TL;DR: Just feed the machine two data-streams, one describing the ever-updating "execution graph" (as tiles get "moved"), and one providing the actual data that needs to flow through that "virtually pipelined" system (graph structure). No direct RAM access (besides "virtually local" smart memory scratchpad access by the processing units, mediated though software controlled on-chip network routing) as "external" system-memory would be seen as an "device" laying behind some appropriate processing unit, no jumps (as this would be "just branches described by upfront know data" in the "execution graph", through with data could possibly flow; which is actually not much different than speculatively executing code).

The processing units could be of three kinds I think (but forgot to mention): They could be programmed to be sources, transformers, or sinks. Sources and sinks would be I/O elements, data-generators, or interfaces to persistent storage, transformers map nicely to ("clustered", or better said "sequenced and glued together") functions, or given they would have access to (private, "virtually local") scratchpad memory also to co-routines (which would be the place where the effects happen; which is of course synonymous to state manipulation). For more efficiency and programmer flexibility they could include FPGA hardware and make the implementation of their specific functions a matter of "changing the code".

We have plenty of transistor this days. We could really start trying to overcome the PDP…

The hardware actually isn't the problem. It's (as always!) the software, and of course the compilers.

That said, it's clear to me you still need a "language to talk to the hardware". But it would be more declarative than the current imperative "machine code", I guess. Designing such a language and it's abstract machine (a truly new kind of ISA and ASM) is the challenge here. Synthesizing the appropriate hardware form that in a next step wouldn't be too complicated I think.

Happy to hear some opinions on those ideas!

I know they're unusual at least (so much to criticize); but isn't "reinventing the computer" the topic of the original submission actually? :-)

bear8642 · on Aug 15, 2022

> data-flow language

Forgive me if misunderstand, but could you not use an array oriented language such as APL, J or K? Whilst they probably don't quite mesh with explicitly controlling the data flow, but don't they and other declarative languages allow the computer to optimise the best path to maximize computational throughput?

still_grokking · on Aug 18, 2022

Indeed something APL-like would make a good "assembler" kind of language for such an architecture!

APLs are much more data oriented and much less control-flow heavy. Also they don't use the notion of LOAD / STORE of mutable memory cells as a basic language feature (like all the imperative "C-like" languages, that therefore need a "C-Machine" to be executed efficiently).

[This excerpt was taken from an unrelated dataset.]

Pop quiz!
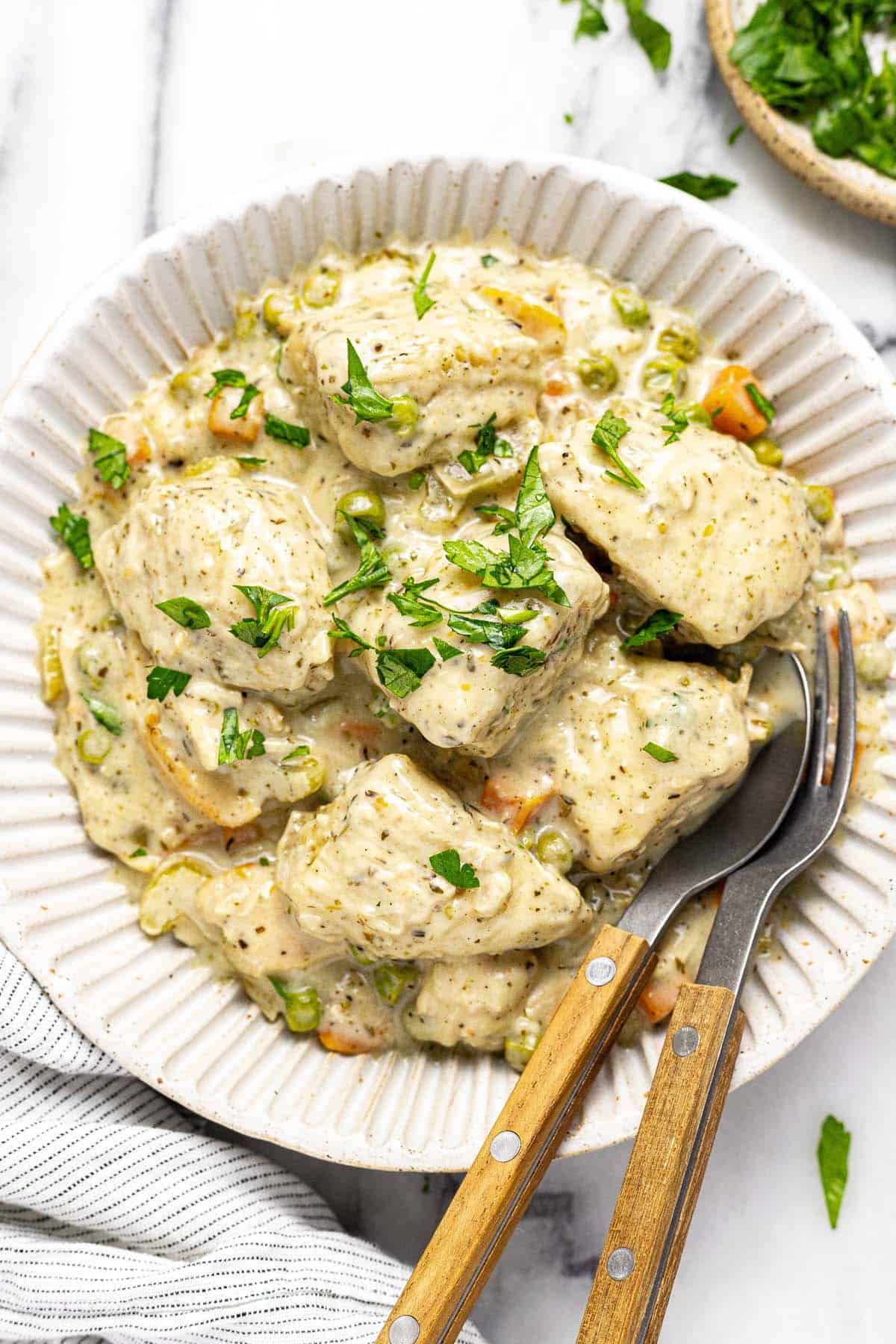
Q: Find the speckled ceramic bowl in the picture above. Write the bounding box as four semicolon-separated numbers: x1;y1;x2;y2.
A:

So yes, APLs would be a good start to develop the machine language for such a machine that I have in mind. (Only that I have some more ideas about it, that go quite beyond that; like making "sending request to your environment / a 'machine'", which is synonymous to having effects, a language level thing).

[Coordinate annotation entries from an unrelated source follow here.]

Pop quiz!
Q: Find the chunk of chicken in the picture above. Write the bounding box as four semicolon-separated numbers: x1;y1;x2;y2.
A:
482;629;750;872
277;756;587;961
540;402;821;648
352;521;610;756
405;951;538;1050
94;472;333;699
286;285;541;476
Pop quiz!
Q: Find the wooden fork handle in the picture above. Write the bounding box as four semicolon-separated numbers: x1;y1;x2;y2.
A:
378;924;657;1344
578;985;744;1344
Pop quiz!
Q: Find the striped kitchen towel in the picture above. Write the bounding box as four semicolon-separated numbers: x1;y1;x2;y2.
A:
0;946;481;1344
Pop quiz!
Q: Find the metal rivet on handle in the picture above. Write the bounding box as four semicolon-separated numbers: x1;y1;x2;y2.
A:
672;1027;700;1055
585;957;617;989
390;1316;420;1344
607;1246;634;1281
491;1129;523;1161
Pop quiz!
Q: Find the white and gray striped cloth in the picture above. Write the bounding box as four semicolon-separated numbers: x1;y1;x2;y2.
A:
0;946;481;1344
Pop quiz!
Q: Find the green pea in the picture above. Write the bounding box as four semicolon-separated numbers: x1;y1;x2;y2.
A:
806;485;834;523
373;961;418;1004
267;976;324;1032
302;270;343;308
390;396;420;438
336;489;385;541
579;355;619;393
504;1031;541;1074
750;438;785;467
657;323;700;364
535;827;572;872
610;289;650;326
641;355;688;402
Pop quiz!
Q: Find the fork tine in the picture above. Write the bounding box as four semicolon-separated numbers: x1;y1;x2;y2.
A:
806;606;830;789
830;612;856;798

AnimalMuppet · on Aug 15, 2022

> But that would be in fact trivially simple: Just rewrite the world in some new kind of data-flow language (which needs to get invented first, of course).

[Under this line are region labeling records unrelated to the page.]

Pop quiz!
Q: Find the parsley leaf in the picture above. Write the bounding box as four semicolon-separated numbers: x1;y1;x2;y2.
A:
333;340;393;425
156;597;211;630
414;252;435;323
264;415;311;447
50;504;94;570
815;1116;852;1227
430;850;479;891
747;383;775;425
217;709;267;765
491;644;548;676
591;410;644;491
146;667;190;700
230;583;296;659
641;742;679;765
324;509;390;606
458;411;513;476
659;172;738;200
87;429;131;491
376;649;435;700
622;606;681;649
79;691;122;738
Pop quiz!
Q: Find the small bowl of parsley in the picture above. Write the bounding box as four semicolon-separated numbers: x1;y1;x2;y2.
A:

I hope that was sarcasm. But if not: No, rewriting the world is not trivially simple. Not remotely.

still_grokking · on Aug 15, 2022

I see, nothing is obvious on the interwebs! :-D

The "rewrite the world" part is actually where such ideas obviously fall apart (as I said also in the sibling replies)…

So I'm very well aware of that "minor issue" regarding my idea.

AnimalMuppet · on Aug 15, 2022

I thought that was a bit over the top to be actually serious.